規制委は同日、これらの事業者に対し、貫通部の止水措置を速やかに実施するよう指示しました。また、3月8日までに実施計画の報告を求めています。
志賀原発2号機では昨年9月、大雨で原子炉建屋に雨水が約6・5トン流入。照明機器の電源盤がショートしました。今回の調査では、地下貫通部以外は、地表からどの高さまでの貫通部を確認するかは事業者判断になっています。すべて止水済みと報告された原発でも、地表から40センチの範囲を確認した原発もありますが、関西電力美浜原発では、地上から6センチまでが確認の範囲です。
再稼働した九州電力川内原発(鹿児島県)などは、措置が終わっているとして、今回の
調査対象になっていません。
関電「防止策を確認せず」・・高浜2号機クレーン倒壊
関西電力高浜原発(福井県高浜町)構内で工事に使う大型クレーンが倒れ、2号機の中央制御室などがある原子炉補助建屋の屋根の一部が変形、損傷した事故があった問題で、関電は2月8日、「転倒防止対策について確認していなかった」などとする報告書を原子力規制委員会に提出しました。
クレーンの倒壊は1月20日午後9時50分ごろ。1、2号機の格納容器上部を覆うドーム状の屋根を造る工事用の大型クレーン4台のうち、1台の全長約113メートルのクレーンアーム(重量約230トン)が倒れ、2号機原子炉補助建屋と燃料取り扱い建屋にもたれかかり、中間部が折れ曲がりました。
関電によると、事故前、元請け会社が瞬間風速毎秒約42メートルの風に耐えられると評価し、関電に報告。当時は、暴風警報が発令され、瞬間風速が毎秒40メートルを超える風が吹いていたと推定しています。

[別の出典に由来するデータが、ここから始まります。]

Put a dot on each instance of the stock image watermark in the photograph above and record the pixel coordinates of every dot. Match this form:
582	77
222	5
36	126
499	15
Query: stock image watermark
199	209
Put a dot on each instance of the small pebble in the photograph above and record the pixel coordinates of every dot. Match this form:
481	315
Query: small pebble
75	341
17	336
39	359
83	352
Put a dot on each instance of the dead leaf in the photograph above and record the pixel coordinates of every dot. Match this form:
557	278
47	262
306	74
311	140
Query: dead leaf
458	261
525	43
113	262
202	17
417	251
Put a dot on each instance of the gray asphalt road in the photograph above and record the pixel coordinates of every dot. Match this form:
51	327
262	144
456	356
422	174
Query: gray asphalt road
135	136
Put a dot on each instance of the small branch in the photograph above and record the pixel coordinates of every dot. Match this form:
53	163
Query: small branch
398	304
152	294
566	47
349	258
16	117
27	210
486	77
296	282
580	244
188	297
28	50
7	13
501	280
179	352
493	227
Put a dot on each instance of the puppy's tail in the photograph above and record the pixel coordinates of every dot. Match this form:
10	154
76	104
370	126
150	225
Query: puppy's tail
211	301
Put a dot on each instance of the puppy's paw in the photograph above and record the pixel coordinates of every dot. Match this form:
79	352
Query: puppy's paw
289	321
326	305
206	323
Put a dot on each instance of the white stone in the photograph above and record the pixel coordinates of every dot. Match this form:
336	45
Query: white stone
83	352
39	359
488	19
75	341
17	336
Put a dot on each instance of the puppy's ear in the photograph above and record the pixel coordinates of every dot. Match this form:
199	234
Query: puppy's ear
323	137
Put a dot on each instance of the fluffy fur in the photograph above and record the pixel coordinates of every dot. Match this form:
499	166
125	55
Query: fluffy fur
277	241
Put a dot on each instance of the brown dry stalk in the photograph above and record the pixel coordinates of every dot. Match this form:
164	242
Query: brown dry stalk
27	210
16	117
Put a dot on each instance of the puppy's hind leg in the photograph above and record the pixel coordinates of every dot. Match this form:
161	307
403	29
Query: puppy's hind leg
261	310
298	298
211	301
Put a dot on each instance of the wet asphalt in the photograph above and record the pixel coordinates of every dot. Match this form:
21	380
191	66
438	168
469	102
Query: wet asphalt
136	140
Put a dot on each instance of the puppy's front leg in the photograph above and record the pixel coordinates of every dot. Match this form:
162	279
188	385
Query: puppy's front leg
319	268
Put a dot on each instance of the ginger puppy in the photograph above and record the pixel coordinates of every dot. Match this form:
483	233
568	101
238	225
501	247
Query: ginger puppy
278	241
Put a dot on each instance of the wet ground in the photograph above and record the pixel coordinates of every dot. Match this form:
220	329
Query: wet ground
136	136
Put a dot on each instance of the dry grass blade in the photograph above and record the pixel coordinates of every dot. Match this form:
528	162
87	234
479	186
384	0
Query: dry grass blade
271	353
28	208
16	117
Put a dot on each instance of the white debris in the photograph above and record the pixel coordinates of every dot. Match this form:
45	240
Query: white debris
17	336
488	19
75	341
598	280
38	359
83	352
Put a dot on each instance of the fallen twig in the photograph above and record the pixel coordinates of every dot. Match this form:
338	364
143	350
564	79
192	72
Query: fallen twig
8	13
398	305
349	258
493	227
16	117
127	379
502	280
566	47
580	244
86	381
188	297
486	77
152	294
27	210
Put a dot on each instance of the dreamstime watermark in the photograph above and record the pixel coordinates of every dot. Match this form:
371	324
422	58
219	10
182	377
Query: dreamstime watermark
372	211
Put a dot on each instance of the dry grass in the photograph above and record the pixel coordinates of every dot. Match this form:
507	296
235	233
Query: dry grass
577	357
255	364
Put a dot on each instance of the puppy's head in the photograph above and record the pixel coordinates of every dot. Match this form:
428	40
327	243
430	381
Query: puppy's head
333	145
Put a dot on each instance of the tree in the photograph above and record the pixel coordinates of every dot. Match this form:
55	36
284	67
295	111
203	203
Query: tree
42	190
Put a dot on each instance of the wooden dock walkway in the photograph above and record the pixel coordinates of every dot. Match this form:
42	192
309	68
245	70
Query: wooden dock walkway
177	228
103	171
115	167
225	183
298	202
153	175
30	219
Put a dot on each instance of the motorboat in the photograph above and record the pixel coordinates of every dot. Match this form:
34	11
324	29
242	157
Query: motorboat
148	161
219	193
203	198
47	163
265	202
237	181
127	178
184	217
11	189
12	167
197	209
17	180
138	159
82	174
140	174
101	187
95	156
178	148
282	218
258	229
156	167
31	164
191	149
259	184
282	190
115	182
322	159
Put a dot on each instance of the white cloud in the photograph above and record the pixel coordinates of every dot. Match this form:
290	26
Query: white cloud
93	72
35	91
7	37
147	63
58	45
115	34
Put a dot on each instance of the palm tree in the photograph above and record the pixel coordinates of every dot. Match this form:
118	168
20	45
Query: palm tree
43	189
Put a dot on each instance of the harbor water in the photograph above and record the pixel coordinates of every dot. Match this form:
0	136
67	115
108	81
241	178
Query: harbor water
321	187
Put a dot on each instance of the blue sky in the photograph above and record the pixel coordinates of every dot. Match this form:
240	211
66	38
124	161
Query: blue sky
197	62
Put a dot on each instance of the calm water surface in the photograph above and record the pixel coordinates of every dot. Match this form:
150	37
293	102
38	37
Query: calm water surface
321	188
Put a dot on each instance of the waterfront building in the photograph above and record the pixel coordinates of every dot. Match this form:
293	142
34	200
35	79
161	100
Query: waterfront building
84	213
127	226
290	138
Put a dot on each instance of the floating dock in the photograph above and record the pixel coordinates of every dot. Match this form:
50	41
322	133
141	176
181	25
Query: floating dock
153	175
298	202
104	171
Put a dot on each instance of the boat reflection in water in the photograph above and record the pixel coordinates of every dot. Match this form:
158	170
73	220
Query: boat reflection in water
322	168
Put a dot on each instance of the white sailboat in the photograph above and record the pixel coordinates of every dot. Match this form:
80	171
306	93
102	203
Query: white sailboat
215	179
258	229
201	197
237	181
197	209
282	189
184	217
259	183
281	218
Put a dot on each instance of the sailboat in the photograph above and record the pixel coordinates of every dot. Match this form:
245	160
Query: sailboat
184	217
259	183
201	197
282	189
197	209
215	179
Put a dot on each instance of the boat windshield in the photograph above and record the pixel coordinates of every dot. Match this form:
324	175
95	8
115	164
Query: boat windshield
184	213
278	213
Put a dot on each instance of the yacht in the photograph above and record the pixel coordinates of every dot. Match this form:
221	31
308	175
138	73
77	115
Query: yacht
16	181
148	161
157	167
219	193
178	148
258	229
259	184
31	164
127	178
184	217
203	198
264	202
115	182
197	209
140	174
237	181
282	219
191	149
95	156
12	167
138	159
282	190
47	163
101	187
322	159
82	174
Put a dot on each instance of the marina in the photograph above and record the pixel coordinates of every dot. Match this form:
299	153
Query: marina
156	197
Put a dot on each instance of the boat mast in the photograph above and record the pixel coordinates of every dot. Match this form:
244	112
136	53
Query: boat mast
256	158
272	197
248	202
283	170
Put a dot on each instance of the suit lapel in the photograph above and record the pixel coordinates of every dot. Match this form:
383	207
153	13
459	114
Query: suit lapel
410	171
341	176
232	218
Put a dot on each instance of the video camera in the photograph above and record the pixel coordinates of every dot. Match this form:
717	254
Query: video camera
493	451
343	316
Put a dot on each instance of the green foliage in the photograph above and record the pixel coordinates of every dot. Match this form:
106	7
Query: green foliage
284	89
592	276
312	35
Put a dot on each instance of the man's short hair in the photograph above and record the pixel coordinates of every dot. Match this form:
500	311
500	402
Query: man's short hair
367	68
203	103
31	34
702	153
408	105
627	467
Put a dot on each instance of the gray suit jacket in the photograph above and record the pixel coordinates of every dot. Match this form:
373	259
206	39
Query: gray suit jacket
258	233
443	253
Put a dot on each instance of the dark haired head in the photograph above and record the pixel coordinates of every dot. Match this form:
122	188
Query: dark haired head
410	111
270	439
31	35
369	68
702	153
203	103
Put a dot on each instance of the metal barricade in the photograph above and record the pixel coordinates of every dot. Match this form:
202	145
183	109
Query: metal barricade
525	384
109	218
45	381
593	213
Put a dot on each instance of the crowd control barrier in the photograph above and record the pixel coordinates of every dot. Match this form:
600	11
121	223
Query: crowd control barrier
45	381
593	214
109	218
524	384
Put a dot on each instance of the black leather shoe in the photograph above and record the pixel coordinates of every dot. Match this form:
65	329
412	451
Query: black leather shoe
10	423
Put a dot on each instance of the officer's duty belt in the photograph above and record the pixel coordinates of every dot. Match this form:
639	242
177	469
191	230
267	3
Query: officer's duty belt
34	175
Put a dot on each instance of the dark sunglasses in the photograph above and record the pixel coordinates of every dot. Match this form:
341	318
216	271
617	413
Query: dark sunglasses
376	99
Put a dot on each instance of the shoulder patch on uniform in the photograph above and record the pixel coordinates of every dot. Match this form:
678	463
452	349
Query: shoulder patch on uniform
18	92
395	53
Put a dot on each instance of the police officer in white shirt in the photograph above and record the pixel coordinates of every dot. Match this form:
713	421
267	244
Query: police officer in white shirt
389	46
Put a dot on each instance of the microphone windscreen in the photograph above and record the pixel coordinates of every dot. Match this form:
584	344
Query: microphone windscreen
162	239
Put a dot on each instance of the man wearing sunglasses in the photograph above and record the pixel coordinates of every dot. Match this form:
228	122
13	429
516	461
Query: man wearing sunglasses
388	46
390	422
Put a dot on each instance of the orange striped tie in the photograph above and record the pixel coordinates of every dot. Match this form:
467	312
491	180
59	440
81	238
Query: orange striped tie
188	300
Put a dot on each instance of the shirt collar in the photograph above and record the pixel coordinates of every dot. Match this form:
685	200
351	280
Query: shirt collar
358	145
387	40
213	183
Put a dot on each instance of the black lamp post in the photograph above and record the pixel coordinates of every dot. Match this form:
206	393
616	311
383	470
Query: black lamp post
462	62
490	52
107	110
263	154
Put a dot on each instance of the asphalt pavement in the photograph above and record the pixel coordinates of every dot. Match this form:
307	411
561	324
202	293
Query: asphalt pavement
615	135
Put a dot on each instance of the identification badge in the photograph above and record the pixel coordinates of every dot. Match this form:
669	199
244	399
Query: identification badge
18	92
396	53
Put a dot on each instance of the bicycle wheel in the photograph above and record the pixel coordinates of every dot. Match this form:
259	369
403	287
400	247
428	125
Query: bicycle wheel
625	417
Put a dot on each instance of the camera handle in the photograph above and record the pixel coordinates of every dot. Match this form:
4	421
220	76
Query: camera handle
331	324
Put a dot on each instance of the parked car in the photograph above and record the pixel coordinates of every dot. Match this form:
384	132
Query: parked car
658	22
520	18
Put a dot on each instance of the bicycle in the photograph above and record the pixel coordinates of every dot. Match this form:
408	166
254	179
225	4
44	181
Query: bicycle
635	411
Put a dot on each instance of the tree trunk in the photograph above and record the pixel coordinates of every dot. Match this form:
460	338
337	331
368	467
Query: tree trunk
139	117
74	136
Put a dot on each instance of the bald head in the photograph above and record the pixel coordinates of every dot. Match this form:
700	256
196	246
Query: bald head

しかし、元請け会社は暴風警報発令を認識せずに対応をとらず、関電は警報発令を知ってはいたものの、転倒防止策について元請け会社に確認していなかったといいます。また、関電は、機材の落下などによる設備への影響について議論していなかったとしています。
川内原発事故時対処所など変更 審査書決定
原子力規制委員会は2月8日、九州電力川内原発1、2号機(鹿児島県薩摩川内市)の事故時の対策拠点となる緊急時対処所などの計画変更についての審査書を正式に決定しました。昨年12月から行われた意見募集には148件の意見が寄せられました。
川内原発1、2号機は新規制基準に適合したとして一昨年、再稼働。その際、九電は免震構造の緊急時対策所を設置する計画を示し、地元にも説明していました。しかし、再稼働後の同12月に計画の撤回を表明。昨年3月、耐震構造の緊急時対策所を設置する申請を出してきました。
寄せられた意見には「免震棟なしでは緊急時の対策ができない」などがありました。